Il reste sous le tapis les vrais problèmes qui ne cessent de devenir toujours plus préoccupants : le décalage entre le montant des pensions touchées par des gens ayant travaillé toute leur vie et le coût mensuel de l’EHPAD ainsi que le manque de places disponibles à un tarif abordable. Les départements jugés pourtant inutiles alors que ce sont les seuls qui tentent de rattraper ces inégalités sociales voient leurs dépenses liées à l’hébergement des personnes âgées s’envoler. Le fameux cinquième risque qui serait celui de la dépendance n’apparaît plus dans les préoccupations de l’État. Le maintien à domicile atteint ses limites face aux contraintes médicales de maladies dégénératives de plus en plus nombreuses compte-tenu de l’allongement de la durée de vie. La prime n’est pas en cause mais ce qui est certain c’est qu’elle ne diminuera pas les difficultés actuelles des EHPAD publics et de celles et ceux qui voudraient y accéder ainsi que des services d’aide à domicile très en difficulté sur le terrain.

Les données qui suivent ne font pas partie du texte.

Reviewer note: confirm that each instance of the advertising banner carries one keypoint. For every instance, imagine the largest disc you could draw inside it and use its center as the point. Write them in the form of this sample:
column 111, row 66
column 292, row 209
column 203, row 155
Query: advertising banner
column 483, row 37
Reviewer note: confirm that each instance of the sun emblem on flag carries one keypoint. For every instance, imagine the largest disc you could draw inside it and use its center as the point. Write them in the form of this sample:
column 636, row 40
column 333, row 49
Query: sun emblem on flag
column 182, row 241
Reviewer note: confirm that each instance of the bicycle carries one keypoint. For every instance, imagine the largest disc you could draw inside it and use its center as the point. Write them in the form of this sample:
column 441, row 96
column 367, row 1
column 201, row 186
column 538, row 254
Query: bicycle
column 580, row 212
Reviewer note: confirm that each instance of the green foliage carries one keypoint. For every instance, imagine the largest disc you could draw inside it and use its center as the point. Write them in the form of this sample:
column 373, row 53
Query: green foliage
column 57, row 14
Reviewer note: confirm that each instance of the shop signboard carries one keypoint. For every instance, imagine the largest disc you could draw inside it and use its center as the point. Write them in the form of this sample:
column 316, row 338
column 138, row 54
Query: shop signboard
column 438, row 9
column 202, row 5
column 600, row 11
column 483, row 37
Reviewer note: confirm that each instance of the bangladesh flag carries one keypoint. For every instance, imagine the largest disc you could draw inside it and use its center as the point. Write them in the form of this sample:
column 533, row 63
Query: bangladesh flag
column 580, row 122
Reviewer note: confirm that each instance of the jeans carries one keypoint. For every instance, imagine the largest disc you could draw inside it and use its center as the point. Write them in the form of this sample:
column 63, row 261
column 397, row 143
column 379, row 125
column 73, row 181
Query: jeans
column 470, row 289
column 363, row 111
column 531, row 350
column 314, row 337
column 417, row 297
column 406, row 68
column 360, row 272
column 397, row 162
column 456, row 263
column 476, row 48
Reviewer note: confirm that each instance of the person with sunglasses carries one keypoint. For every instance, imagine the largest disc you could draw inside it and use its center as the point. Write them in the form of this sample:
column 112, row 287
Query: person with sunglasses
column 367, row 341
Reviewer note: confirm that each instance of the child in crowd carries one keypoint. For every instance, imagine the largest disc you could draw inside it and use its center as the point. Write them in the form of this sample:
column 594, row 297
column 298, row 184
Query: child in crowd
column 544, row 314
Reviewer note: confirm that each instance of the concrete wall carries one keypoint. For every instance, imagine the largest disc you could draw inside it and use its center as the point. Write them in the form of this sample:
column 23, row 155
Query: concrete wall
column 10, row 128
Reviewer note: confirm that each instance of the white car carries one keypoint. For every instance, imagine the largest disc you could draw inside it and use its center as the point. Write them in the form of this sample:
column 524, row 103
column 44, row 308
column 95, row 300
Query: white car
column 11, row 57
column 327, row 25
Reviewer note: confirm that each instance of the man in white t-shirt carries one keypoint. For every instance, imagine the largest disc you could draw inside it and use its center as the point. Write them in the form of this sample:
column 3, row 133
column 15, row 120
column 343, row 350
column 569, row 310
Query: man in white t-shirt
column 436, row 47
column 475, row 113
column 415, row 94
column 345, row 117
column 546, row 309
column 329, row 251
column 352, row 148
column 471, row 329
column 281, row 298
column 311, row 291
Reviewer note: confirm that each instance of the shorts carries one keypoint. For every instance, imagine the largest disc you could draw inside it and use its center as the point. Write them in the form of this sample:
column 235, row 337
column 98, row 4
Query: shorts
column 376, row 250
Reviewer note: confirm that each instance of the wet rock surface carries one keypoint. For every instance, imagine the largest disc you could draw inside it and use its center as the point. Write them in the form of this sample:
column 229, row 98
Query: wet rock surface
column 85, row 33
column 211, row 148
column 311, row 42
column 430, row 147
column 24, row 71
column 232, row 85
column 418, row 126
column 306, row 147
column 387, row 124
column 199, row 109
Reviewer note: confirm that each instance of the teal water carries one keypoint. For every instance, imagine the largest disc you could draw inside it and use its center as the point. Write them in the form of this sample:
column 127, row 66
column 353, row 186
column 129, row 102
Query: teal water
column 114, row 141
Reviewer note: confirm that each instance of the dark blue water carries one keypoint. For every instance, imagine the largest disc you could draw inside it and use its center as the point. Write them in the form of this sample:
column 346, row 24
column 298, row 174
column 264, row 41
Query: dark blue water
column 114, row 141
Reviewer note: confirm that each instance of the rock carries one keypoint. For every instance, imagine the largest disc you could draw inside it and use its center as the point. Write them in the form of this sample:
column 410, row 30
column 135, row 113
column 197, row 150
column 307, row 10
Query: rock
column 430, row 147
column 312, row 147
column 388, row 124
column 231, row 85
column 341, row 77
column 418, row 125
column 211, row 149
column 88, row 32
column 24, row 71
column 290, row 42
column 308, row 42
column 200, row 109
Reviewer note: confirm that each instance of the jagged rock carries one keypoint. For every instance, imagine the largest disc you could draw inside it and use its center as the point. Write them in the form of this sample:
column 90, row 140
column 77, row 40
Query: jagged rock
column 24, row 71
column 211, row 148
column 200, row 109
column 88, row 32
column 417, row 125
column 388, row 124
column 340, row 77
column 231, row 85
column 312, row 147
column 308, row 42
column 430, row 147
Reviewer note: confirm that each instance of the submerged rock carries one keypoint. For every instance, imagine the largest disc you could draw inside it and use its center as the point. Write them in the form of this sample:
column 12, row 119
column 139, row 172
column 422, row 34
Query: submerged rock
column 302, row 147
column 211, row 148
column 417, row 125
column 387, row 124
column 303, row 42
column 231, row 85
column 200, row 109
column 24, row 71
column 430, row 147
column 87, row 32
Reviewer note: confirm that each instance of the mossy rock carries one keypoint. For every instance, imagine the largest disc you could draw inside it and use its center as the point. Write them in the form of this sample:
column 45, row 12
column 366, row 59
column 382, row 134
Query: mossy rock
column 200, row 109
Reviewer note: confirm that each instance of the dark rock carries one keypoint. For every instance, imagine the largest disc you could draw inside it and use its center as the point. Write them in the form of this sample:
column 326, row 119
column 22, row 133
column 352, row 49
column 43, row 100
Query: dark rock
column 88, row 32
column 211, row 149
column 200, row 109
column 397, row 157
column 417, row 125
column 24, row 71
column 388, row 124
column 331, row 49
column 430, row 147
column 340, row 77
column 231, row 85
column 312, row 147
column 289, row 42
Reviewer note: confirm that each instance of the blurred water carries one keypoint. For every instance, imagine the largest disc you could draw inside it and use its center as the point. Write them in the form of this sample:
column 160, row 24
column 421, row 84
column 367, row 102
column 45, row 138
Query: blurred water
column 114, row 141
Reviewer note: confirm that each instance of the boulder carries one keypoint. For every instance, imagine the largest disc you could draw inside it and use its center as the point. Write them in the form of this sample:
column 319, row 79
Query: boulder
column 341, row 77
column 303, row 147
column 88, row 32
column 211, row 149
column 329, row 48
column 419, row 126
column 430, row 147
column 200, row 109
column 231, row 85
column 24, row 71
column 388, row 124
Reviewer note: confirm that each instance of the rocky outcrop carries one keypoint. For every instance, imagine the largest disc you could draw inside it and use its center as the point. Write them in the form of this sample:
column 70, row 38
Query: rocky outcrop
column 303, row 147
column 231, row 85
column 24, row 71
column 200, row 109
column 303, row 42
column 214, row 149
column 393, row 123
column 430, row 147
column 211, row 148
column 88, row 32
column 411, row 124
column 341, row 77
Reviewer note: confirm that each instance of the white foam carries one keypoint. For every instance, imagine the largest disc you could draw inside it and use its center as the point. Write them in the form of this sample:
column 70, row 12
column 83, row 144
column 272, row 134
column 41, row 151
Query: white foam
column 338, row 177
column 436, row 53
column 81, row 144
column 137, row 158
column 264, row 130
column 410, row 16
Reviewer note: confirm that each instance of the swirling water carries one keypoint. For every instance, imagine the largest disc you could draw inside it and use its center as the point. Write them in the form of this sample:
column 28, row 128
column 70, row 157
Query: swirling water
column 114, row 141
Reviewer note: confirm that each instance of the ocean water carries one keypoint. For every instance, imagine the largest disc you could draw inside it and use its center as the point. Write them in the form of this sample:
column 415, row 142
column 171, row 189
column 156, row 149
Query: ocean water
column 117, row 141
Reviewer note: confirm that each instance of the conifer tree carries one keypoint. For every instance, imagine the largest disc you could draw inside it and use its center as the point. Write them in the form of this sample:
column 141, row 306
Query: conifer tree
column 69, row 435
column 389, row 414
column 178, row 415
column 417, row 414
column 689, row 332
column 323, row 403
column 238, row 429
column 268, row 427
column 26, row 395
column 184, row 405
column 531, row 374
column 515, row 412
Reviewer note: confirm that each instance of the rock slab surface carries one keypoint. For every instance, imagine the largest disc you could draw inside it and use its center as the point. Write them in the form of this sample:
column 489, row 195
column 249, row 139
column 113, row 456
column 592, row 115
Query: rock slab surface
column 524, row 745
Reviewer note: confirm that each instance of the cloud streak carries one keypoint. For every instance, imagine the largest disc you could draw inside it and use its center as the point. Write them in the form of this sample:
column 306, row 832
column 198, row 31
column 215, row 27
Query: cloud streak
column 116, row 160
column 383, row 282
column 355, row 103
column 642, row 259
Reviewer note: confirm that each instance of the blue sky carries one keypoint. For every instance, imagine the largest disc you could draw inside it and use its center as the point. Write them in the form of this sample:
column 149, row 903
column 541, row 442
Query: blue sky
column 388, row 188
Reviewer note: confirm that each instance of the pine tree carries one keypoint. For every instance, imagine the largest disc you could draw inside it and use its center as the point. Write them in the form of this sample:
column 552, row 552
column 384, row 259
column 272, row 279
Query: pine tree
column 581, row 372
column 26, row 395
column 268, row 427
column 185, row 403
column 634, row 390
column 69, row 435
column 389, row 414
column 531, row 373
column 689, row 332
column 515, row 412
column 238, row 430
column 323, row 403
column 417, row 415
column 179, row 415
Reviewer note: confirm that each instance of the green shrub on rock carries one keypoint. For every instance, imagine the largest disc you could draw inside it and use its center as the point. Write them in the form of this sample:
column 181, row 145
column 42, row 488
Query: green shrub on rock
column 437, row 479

Cet article a 6 commentaires

  1. Philippe LABANSAT

    D’où, selon moi, l’importance de l’euthanasie active quand on a pas envie de passer plusieurs années à croupir dans sa m. (malgré toute la bonne volonté des soignants) et que l’on ne veut pas redonner aux EHPAD (et à ceux qui spéculent dessus) le fruit du travail de toute une vie au détriment de ses enfants…

    1. Bernadette

      Oh oui mais comment faire pour cela ?

    2. J.J.

      Ce n’est pas une décision que l’on peut prendre de gaité de cœur, mais à envisager certainement.
      Peu de chance qu’elle soit acceptée, les irréductibles fanatiques d’un prétendu caractère sacré de la vie (quand ça les arrange) y mettraient probablement leur veto.
      20 Nivôse 227

      1. faconjf

        Les irréductibles fanatiques investissent AUSSI dans les EHPAD privés, ici la BONNE morale rejoint les intérêts personnels.
        JE VEUX POUVOIR MOURIR DANS LA DIGNITÉ !

  2. Alain. E

    Tout à fait d’ accord avec ce billet et les commentaires , pour côtoyer des personnes âgées , plus que la mobilité et les problèmes physiques déjà problématiques , ce sont tous les troubles d’ ordres psychiques qui posent énormément de problèmes .
    donc, je serais partisan de pouvoir en pleine conscience faire part de mon désir d’ euthanasie avant d’ être complètement débile , et éviter d’ aller en suisse , ou en Belgique pour un aller simple vers l’ au delà. ( même si je préfère le vin d’ ici à l’ eau delà) .
    Je n’ ai pas été une charge pour mes parents , et je ferais tout pour ne pas en être une pour mes enfants .
    Je ne ferais pas comme la sécurité sociale , j’ éviterais le reste à charge pour la famille d’ une façon ou d’ une autre .

  3. Bernadette

    Le droit de choisir ma fin de vie pour faciliter la vie des jeunes et de leur famille. Il est hors de question que je vende ma maison pour payer la maison de retraite à mes parents. J’ai durement travailler pour faire l’acquisition d’un bien immobilier que j’ai déjà transmis à mon héritier qui est mon enfant.
    Ne pas toucher à ce bien immobilier pour engraisser les grosses fortunes.